Verwaltungsgericht Oldenburg

Az.: 13 B 2961/01

Beschluss  vom 12.09.2001


Leitsatz:

Hilfe zum Lebensunterhalt dient, auch soweit sie durch einmalige Leistungen zu decken ist, nicht dazu, einen bestimmten Lebensstandard aufzubauen oder aufrecht zu erhalten, sondern (nur) zur Beseitigung von existentiellen Notlagen.


In der Verwaltungsrechtssache hat das Verwaltungsgericht Oldenburg – 13. Kammer – am 12. September 2001 beschlossen:
Die Anträge auf Gewährung vorläufigen Rechtsschutzes werden abgelehnt.

Die Antragsteller tragen die außergerichtlichen Kosten des Verfahrens.

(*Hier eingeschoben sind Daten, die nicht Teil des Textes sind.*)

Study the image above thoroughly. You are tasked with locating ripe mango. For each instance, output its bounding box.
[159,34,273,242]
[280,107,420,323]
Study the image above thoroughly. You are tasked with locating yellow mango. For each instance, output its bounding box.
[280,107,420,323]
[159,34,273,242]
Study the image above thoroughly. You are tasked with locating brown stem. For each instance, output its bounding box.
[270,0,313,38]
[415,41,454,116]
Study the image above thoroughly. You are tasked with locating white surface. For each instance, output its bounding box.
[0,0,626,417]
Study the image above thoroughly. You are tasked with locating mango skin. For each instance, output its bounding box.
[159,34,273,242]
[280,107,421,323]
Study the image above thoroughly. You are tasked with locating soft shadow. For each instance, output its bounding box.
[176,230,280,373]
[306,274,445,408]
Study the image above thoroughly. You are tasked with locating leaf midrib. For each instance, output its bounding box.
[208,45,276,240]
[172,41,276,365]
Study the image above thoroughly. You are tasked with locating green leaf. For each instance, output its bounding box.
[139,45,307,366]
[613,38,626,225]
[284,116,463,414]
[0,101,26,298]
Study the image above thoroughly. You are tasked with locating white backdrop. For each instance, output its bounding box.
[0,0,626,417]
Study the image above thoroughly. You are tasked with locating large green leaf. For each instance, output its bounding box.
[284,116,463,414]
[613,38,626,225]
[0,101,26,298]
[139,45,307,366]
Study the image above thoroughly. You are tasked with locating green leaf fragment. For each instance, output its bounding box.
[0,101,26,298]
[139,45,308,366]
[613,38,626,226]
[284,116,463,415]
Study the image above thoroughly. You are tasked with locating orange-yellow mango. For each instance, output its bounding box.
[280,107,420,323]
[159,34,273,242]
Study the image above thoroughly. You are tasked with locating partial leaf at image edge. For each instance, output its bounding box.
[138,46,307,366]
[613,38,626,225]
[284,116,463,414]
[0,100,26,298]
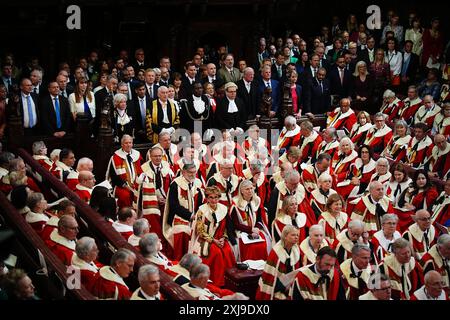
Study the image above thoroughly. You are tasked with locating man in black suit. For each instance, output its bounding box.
[214,82,247,133]
[328,55,352,100]
[127,82,151,143]
[19,78,40,136]
[144,68,159,100]
[357,36,377,68]
[2,63,19,93]
[201,63,225,90]
[271,52,286,81]
[237,67,261,119]
[303,68,331,114]
[178,62,199,99]
[130,48,147,72]
[40,81,73,138]
[400,40,419,92]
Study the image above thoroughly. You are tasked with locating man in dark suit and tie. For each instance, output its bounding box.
[2,63,19,93]
[237,67,260,119]
[328,55,352,100]
[303,68,331,114]
[215,82,247,133]
[178,62,199,99]
[357,36,377,68]
[127,82,151,143]
[259,66,281,117]
[19,78,40,136]
[400,40,419,91]
[271,52,286,82]
[41,81,73,138]
[144,68,159,100]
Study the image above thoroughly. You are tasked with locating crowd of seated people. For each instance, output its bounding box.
[0,8,450,300]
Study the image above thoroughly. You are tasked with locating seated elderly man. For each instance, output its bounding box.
[358,273,392,300]
[92,248,136,300]
[404,122,434,169]
[348,181,394,236]
[380,89,403,121]
[331,220,368,263]
[301,153,336,192]
[420,234,450,298]
[75,171,95,203]
[339,243,375,300]
[112,207,137,240]
[379,238,423,300]
[312,127,339,162]
[363,112,393,153]
[41,200,77,241]
[411,270,449,300]
[371,213,402,263]
[290,246,345,300]
[25,192,49,237]
[139,233,173,270]
[71,237,99,292]
[31,141,54,171]
[403,209,437,261]
[128,218,150,250]
[327,98,356,135]
[277,116,301,154]
[130,264,164,300]
[268,170,316,226]
[425,133,450,179]
[299,121,322,163]
[45,215,78,266]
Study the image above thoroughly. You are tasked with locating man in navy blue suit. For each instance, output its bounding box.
[303,68,331,114]
[328,55,352,100]
[259,66,280,117]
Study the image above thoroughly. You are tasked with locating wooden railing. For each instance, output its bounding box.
[16,148,192,300]
[0,192,95,300]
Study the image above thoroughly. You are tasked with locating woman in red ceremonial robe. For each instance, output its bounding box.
[272,196,311,244]
[71,237,103,292]
[349,111,372,147]
[255,225,300,300]
[332,138,358,199]
[189,186,236,287]
[344,145,376,205]
[394,170,439,232]
[386,163,412,207]
[381,119,412,162]
[229,180,272,261]
[309,172,336,219]
[317,193,349,243]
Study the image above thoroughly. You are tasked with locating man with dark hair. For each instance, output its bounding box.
[290,247,345,300]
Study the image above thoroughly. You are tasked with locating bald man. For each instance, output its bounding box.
[75,170,95,203]
[348,181,394,237]
[411,270,448,300]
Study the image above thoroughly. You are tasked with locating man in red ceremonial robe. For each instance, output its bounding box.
[75,171,95,203]
[299,121,322,163]
[106,134,143,208]
[327,98,356,135]
[364,112,393,153]
[348,181,394,236]
[420,234,450,298]
[290,247,345,300]
[405,122,434,169]
[138,146,174,240]
[163,163,203,261]
[277,116,301,152]
[339,243,375,300]
[45,215,78,266]
[380,238,423,300]
[112,207,137,240]
[92,248,136,300]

Gerichtskosten werden nicht erhoben.

GRÜNDE:

Die Anträge der Antragsteller, den Antragsgegner im Wege der einstweiligen Anordnung zu verpflichten, ihnen eine einmalige Leistung für die Reise zur Tauffeier von J… R… (Nichte des Antragstellers zu 1.) am 15. September 2001 in K… und zurück zu gewähren, sind unbegründet. Die Antragsteller haben einen Anordnungsanspruch – den materiell-rechtlichen Anspruch auf die begehrte Leistung – nicht glaubhaft gemacht.

Dem geltend gemachten Anspruch kann allerdings nicht entgegengehalten werden, die Kosten für die Teilnahme an einer Tauffeier seien durch die Regelsatzleistungen abgedeckt. Der Regelbedarf erfasst nur den ohne Besonderheiten des Einzelfalls bei vielen Hilfeempfängern gleichermaßen bestehenden Bedarf (BVerwG Urteil vom 18. Dezember 1997 – FEVS 48, 337). Dazu zählt der hier in Rede stehende Bedarf – die Kosten der Fahrt zu einer Tauffeier – nicht.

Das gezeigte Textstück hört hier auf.